Despite missing the stamp of approval from the FDA, arnica products have an ever-growing fan base. A nod from natural medicine advocates Doctor Oz, Dr. Andrew Weil and Dr. Mercola have given topical arnica a major boost in popularity. Nutrition stores have kept arnica on hand for years and now arnica creams and gels are well within reach at any self-respecting drugstore.  Should arnica be on your shelf, too?

Topical applications contain diluted amounts of arnica, just enough to harness the flower’s legendary anti-inflammatory properties. The theory is that these creams, gels, ointments and oils fight the buildup of fluid and blood that occurs after minor sports injuries and other light soft tissue trauma.

Countless numbers of weight trainers and other fitness buffs, including the hard workin’ guys and gals at My House Fitness, have known about arnica cream for years. In the early days, you don’t know your limits. Later, you push your limits. At some point, a more experienced individual will notice and can logically assume that you will be walking like a rusty robot tomorrow. Receiving advice about arnica is one of the many rites of passage for the physically inclined.

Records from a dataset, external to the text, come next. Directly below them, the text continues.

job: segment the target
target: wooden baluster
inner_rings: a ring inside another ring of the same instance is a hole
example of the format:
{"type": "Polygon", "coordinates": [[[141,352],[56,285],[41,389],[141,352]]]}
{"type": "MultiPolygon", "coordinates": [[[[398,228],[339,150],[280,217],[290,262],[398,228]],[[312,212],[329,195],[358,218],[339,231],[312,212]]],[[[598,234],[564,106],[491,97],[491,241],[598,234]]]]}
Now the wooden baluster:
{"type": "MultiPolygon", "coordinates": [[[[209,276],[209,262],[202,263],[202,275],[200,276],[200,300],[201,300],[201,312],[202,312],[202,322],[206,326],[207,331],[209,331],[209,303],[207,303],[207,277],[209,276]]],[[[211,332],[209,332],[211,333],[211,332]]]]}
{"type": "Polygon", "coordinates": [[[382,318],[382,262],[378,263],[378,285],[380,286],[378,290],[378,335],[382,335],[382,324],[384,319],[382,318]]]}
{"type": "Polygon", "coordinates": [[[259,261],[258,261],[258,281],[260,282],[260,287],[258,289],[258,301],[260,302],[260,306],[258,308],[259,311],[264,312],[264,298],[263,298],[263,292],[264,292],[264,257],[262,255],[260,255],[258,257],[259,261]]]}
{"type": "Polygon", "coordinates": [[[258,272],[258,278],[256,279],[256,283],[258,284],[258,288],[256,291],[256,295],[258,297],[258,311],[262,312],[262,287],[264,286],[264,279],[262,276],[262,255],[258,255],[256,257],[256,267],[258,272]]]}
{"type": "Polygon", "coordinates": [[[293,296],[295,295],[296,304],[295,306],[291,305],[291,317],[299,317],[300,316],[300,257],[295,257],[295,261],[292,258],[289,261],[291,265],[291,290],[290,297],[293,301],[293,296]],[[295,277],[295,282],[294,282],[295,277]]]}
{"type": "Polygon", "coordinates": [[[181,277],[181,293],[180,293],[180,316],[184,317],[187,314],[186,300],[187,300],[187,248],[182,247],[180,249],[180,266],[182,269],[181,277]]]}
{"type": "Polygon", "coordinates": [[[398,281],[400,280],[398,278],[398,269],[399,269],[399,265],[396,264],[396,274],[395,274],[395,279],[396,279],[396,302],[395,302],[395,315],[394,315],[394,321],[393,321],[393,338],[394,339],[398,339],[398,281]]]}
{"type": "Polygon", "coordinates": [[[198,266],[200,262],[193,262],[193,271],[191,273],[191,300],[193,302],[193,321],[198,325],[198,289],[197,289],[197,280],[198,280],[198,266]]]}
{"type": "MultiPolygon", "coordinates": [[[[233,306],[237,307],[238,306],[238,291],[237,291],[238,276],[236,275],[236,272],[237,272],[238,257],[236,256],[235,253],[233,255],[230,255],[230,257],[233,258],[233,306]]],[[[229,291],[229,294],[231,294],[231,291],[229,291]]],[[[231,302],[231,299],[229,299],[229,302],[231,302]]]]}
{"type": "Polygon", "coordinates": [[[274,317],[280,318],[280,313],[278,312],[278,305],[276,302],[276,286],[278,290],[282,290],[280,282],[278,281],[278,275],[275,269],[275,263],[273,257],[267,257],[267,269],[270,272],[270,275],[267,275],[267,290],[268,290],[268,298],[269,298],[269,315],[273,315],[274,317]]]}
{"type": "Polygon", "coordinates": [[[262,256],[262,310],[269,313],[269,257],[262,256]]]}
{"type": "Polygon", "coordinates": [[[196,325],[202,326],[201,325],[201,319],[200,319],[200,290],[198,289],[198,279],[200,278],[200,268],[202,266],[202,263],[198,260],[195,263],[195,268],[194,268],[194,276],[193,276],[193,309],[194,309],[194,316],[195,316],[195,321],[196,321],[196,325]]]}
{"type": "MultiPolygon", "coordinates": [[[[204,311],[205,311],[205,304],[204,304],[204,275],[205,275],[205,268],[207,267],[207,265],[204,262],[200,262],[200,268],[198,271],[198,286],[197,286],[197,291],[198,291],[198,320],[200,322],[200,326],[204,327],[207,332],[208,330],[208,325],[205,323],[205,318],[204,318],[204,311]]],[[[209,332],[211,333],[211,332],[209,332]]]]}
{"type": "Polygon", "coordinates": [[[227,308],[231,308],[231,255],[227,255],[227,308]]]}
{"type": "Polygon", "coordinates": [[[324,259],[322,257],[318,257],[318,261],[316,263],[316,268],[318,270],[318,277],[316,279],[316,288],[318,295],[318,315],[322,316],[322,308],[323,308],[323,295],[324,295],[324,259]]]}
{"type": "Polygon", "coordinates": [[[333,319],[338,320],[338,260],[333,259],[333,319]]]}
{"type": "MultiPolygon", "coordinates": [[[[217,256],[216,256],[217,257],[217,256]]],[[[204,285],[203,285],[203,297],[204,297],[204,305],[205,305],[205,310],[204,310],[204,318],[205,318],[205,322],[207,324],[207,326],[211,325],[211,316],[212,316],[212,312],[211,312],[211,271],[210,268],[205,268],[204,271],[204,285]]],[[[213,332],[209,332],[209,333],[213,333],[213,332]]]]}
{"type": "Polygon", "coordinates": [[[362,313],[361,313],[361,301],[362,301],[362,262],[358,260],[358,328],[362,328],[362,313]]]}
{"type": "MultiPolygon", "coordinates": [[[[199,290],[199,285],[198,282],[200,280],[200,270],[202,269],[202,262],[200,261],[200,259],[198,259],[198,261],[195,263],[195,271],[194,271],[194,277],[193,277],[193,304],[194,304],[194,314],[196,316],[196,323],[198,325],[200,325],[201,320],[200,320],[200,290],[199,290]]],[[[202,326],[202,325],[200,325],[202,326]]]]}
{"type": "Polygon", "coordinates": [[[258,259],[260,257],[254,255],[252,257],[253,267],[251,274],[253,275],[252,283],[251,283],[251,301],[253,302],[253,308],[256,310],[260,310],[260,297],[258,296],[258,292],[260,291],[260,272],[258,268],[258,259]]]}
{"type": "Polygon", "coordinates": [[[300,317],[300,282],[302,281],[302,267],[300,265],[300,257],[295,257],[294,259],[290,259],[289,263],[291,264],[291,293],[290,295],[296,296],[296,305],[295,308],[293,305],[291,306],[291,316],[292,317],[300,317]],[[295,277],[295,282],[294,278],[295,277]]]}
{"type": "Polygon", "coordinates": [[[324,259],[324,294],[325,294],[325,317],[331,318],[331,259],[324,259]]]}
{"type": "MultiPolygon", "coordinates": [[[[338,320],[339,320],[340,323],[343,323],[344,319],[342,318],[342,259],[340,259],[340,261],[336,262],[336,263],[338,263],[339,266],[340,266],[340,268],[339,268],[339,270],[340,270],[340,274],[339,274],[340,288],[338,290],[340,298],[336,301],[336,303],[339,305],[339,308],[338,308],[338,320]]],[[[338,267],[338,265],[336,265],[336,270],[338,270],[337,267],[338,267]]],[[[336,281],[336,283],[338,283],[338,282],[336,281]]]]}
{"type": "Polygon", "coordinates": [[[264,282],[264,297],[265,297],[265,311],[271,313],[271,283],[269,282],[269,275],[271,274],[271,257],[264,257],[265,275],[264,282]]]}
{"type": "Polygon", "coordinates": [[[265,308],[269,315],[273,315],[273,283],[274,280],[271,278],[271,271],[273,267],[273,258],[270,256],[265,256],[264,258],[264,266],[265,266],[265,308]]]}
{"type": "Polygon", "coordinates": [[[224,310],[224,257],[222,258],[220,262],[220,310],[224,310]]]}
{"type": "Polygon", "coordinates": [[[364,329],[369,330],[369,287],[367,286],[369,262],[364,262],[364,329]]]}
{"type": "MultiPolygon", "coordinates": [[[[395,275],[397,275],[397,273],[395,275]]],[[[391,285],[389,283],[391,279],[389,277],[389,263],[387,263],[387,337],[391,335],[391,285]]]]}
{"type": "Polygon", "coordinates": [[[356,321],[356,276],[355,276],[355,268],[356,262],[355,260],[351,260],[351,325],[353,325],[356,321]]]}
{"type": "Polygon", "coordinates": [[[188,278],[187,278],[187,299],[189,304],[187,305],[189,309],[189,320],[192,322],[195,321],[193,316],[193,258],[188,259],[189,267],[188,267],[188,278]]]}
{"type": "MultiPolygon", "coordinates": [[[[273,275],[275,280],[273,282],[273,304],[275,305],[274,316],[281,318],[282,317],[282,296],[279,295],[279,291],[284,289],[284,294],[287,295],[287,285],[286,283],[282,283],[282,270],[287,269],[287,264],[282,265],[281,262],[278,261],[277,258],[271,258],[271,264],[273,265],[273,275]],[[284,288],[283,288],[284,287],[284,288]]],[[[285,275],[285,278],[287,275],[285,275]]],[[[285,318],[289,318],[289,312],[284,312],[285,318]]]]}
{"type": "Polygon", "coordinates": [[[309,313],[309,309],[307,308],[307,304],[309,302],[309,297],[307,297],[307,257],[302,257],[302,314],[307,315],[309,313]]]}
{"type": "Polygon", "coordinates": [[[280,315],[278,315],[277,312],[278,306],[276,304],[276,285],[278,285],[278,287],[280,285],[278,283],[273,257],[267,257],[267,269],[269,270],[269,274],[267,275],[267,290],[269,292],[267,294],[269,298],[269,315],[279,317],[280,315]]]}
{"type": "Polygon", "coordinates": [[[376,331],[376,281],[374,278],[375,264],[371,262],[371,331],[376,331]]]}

When arnica cream made a guest appearance in the naughty novel Fifty Shades of Grey, it was introduced to an entirely new crowd outside the gym. In the book, the main character presents his girlfriend with arnica cream and Advil. Even if you hadn’t heard of arnica, it was obvious the cream was something meant to help ease some amount of physical discomfort.

Personally, if there’s a chance I could override the “ouch” effect from too many supersets, I’m going to give it a try. I recommend you turn to a certified personal trainer or nutritional counseling who specializes in wellness for a more qualified opinion of arnica. If you do go ahead and spring for it beforehand, you can expect to spend less than $15 for a decent size tube of cream or gel. Remember not to apply arnica to broken skin and start with a small amount in one area to see how your skin reacts.